De hecho, hicimos varias paradas en Maine y una en New Hampshire. Eso es lo que pasa cuando uno permite que un alcohólico que se ha saltado la fianza se siente en tu coche con doce cervezas, pero en realidad, no me importaba tanto. Disfrutaba de la compañía de Tony igual que disfrutaría pasando la tarde con un sobrino de doce años que fuera un poco torpe pero bonachón.

En algún momento de nuestro trayecto por New Hampshire, dejó de sonar la musiquilla del Game Boy de Tony; miré por el espejo retrovisor y vi que se había quedado dormido; roncaba suavemente y movía los labios un poco mientras balanceaba un pie hacia delante y hacia atrás como la cola de un perro.

Acabábamos de entrar en el estado de Massachusetts cuando puse la radio del coche con la esperanza de poder sintonizar WFNX, a pesar de que aún estábamos muy alejados de su débil antena; en ese momento, el nombre de Karen Nichols surgió entre una confusión de ruidos y silbidos. Los números de frecuencia digitales aparecían a gran velocidad en la pantalla de la radio y, durante un breve instante, se detuvo en el 99.6.

… que ahora ha sido identificada como Karen Nichols, de Newton, parece ser que saltó desde…

El botón sintonizador dejó de emitir esa emisora y saltó al 100.7.

Desvié ligeramente el coche hacia un lado mientras le daba al botón manual y volvía a sintonizar el 99.6.

Tony se despertó.

—¿Eh? —exclamó.

—¡Shhh! —le dije, con el dedo alzado.

… según los informes del Departamento de Policía. Aún no se sabe cómo la señorita Nichols pudo acceder a la torre de observación del edificio de Aduanas. Volvamos al tiempo; la meteoróloga Gill Hutton nos informa de que debemos esperar temperaturas más altas…

Tony se frotó los ojos.

—Es una locura, ¿no te parece? —dijo.

—¿Sabes algo de esto?

Bostezó.

—Lo he visto en el telediario de esta mañana. La chica saltó desnuda desde el edificio de Aduanas. ¡Se olvidó de que la gravedad mata! ¿Sabes? ¡La gravedad mata!

—¡Cierra el pico, Tony!

Se echó hacia atrás como si hubiera intentado golpearle, se dio la vuelta y revolvió la caja en busca de otra cerveza.

Existía la posibilidad de que hubiera otra Karen Nichols en Newton. De hecho, podía haber varias. Era un nombre norteamericano común y corriente. Tan habitual como Mike Smith o Ann Adams.

Pero una fría sensación que invadía mi estómago me decía que la Karen Nichols que había saltado desde la torre de observación del edificio de Aduanas era la misma persona que había conocido seis meses antes. Aquella que se planchaba los calcetines y que tenía una colección de animales de peluche.

Esa Karen Nichols no me parecía el tipo de mujer que saltara desnuda desde lo alto de un edificio, pero aún así, lo sabía, lo sabía.

—¿Tony?

Me dirigió una mirada tan ofendida que parecía un hámster bajo la lluvia.

—¿Sí? —dijo.

—Siento haberte contestado con brusquedad.

—No pasa nada —contestó.

Tomó un sorbo de cerveza y siguió mirándome con cautela.

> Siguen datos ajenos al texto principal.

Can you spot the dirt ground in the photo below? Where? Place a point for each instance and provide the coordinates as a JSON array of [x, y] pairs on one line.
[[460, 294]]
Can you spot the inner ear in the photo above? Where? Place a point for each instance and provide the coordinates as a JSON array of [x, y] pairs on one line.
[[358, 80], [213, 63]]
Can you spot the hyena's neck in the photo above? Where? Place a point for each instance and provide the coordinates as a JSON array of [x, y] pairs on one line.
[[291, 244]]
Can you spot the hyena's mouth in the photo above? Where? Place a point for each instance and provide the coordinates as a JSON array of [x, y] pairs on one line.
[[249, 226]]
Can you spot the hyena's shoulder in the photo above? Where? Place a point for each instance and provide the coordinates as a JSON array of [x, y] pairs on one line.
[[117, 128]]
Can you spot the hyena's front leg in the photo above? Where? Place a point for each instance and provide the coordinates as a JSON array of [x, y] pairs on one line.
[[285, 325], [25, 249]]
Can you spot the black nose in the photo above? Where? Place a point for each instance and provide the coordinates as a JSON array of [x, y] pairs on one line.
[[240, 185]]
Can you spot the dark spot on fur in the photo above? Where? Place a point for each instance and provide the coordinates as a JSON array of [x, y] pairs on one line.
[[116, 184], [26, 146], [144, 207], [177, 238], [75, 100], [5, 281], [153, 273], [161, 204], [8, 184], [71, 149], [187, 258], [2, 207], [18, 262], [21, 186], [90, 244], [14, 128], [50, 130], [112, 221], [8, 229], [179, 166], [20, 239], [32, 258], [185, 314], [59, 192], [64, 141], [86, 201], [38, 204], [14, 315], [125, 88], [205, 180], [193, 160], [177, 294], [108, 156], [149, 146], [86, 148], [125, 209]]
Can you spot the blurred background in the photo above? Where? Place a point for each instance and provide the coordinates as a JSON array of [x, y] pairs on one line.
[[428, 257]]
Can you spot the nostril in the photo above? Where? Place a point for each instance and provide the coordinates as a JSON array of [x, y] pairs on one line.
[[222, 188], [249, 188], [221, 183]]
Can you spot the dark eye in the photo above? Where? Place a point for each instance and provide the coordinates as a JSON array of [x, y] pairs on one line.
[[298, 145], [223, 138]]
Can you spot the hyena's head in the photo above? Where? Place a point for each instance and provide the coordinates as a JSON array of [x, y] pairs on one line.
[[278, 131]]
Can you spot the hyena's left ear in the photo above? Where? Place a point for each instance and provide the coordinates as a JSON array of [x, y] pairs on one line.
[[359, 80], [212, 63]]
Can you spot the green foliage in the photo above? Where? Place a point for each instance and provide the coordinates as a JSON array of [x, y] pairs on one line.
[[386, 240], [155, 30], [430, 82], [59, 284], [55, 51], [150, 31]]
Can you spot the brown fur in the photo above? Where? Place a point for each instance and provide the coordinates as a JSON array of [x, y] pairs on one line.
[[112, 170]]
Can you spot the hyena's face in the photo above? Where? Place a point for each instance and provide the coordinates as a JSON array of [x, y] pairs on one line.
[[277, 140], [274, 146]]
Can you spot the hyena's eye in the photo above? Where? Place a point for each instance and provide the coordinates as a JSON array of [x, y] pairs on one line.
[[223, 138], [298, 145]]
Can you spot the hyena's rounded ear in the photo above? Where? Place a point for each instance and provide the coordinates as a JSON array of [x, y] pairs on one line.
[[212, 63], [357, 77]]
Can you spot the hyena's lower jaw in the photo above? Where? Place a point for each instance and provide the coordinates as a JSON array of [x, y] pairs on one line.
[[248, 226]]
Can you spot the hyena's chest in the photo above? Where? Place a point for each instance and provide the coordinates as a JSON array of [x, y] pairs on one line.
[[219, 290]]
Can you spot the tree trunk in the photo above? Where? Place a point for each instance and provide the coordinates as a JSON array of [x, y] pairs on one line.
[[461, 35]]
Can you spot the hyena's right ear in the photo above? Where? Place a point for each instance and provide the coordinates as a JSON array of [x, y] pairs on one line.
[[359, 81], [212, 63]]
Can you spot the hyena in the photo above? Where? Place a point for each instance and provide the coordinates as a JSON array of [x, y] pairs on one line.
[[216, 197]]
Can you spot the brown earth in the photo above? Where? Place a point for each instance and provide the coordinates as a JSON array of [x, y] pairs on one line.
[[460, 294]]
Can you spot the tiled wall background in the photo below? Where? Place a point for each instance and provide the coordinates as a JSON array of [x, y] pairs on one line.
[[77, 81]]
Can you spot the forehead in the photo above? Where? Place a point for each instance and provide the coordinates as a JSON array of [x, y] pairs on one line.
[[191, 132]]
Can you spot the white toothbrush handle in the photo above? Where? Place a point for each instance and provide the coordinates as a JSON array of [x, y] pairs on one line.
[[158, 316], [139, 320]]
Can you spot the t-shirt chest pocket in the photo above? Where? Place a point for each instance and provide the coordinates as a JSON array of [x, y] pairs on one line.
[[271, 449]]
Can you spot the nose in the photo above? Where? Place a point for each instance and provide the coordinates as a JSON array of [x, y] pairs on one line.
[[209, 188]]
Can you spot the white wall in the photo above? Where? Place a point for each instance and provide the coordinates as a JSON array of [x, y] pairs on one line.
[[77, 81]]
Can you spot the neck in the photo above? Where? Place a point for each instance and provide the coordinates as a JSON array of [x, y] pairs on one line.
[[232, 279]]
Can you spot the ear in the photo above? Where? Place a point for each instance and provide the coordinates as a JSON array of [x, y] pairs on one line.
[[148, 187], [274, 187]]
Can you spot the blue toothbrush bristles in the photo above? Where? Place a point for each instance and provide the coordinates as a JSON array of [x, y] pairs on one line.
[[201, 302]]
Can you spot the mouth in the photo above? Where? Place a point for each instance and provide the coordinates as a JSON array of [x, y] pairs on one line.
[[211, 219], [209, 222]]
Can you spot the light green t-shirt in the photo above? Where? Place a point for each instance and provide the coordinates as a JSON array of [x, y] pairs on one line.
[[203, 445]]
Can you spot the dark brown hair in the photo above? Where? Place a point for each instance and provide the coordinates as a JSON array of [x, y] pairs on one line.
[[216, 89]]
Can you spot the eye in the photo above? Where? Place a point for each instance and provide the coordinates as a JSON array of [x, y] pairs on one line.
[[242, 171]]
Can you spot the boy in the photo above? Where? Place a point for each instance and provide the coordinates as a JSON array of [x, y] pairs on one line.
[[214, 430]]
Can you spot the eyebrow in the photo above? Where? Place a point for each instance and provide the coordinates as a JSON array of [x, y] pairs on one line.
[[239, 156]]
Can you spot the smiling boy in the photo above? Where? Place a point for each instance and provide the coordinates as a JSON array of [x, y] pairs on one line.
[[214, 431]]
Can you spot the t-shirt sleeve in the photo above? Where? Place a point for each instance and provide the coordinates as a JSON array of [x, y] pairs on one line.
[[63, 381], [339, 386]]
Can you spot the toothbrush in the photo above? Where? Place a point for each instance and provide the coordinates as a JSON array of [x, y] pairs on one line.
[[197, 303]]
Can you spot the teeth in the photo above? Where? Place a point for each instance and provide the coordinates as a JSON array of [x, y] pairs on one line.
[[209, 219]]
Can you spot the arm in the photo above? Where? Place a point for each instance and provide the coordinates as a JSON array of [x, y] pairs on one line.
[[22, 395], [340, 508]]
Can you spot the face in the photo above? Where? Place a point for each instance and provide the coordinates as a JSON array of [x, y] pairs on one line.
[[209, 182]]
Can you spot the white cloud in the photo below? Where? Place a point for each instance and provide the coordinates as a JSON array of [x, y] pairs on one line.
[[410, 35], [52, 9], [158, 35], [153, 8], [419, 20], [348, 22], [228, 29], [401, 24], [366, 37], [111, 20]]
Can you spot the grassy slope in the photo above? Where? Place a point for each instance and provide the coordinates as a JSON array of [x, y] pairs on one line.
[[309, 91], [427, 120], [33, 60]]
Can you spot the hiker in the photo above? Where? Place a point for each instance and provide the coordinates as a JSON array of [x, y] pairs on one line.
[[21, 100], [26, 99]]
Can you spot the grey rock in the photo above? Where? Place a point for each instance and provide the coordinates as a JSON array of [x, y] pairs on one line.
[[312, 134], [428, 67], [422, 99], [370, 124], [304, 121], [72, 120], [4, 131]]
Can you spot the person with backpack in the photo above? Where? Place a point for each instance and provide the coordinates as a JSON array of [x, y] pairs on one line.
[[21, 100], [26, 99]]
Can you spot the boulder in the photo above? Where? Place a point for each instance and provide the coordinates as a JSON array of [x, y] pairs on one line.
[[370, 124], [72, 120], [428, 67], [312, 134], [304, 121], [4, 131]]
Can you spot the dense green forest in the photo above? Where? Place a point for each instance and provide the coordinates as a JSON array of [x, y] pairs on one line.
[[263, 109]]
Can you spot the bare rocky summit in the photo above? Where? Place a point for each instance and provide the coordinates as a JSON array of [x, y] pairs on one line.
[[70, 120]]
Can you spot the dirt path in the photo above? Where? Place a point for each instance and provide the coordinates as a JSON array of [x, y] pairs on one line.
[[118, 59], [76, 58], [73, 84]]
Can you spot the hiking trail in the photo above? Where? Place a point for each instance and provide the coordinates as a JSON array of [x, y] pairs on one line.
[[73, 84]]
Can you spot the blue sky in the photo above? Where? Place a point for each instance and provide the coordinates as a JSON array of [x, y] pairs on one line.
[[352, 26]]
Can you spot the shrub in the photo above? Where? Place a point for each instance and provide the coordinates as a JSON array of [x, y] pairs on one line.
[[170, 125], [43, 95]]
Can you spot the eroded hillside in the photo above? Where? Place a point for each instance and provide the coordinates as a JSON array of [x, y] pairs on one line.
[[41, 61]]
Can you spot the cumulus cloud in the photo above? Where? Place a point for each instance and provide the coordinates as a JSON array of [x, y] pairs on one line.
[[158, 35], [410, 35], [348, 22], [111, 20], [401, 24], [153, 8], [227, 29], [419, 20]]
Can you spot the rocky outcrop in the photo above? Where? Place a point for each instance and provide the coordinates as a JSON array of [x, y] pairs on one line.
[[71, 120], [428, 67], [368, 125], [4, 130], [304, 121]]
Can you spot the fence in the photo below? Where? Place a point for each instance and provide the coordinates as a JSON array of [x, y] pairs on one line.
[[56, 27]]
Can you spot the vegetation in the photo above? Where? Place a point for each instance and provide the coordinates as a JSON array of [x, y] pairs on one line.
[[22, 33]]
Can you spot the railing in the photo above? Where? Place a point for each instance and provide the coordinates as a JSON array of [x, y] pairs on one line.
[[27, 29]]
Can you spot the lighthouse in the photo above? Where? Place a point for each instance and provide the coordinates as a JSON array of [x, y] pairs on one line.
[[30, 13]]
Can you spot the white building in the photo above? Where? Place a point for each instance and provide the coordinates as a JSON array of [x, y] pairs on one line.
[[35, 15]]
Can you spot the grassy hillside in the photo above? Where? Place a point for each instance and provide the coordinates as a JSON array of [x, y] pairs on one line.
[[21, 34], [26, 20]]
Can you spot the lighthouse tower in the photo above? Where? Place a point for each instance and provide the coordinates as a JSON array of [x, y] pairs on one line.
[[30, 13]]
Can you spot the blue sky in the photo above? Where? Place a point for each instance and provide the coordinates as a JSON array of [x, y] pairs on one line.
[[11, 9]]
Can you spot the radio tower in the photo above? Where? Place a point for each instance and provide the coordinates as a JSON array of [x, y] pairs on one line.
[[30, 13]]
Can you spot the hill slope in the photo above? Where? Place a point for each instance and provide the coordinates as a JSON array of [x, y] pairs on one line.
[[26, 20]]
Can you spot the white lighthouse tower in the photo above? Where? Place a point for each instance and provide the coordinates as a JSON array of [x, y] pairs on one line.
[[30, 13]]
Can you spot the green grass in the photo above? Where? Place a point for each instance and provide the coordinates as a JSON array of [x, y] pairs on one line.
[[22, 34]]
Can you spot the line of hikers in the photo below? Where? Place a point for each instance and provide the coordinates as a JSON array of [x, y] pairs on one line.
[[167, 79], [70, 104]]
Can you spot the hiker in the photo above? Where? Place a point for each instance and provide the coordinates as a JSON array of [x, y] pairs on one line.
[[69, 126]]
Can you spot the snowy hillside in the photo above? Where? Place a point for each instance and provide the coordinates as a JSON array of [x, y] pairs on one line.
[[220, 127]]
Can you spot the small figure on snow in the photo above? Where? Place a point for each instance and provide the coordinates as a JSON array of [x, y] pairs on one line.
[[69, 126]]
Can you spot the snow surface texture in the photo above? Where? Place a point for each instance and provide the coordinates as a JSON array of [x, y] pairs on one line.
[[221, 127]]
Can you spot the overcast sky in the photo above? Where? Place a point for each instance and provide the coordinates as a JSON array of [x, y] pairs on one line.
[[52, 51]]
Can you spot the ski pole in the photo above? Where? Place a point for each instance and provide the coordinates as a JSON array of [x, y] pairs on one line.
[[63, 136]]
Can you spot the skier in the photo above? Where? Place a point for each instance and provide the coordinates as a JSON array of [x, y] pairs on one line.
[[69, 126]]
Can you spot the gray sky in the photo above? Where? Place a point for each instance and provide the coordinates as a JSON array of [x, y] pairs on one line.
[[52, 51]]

—La mujer que saltó —expliqué, sin saber por qué me justificaba ante un tipo como Tony—, ¿sabes?, es posible que la conociera.

—¡Mierda, tío! ¡Lo siento! ¡La gente, a veces, de verdad…!

Contemplé la autopista, teñida de un azul metálico bajo el sol abrasador. A pesar de que tenía el aire acondicionado al máximo, sentía cómo el calor se me clavaba en la nuca.

Tony tenía los ojos húmedos y su envolvente sonrisa era demasiado grande, demasiado amplia.

—A veces te pega fuerte, ¿sabes, tío?

—¿El alcohol?

Negó con la cabeza.

—Como esa amiga tuya que ha saltado. —Se apoyó en las rodillas y apretó la nariz contra la red que nos separaba—. Es como… Una vez salí en el bote de un tío, ¿vale? No sé nadar, pero voy y salgo en bote. Nos quedamos atrapados por una tormenta y, lo juro por Dios, el bote se tambaleaba totalmente hacia la izquierda, luego hacia la derecha; las malditas olas parecían gigantescas carreteras que, desde todos los lados, subían en espiral ante nosotros. Y bien, estoy cagado de miedo porque si me caigo, ya está. Pero también me siento, no sé cómo explicarlo, contento, en cierto modo, ¿vale? Me siento como…, bien, como si mis preguntas estuvieran a punto de ser contestadas. Como si ya pudiera dejar de preguntarme cómo, cuándo y por qué iba a morir. Iba a morir. Justo en aquel momento. Fue una gran sensación de alivio. ¿Te has sentido así alguna vez?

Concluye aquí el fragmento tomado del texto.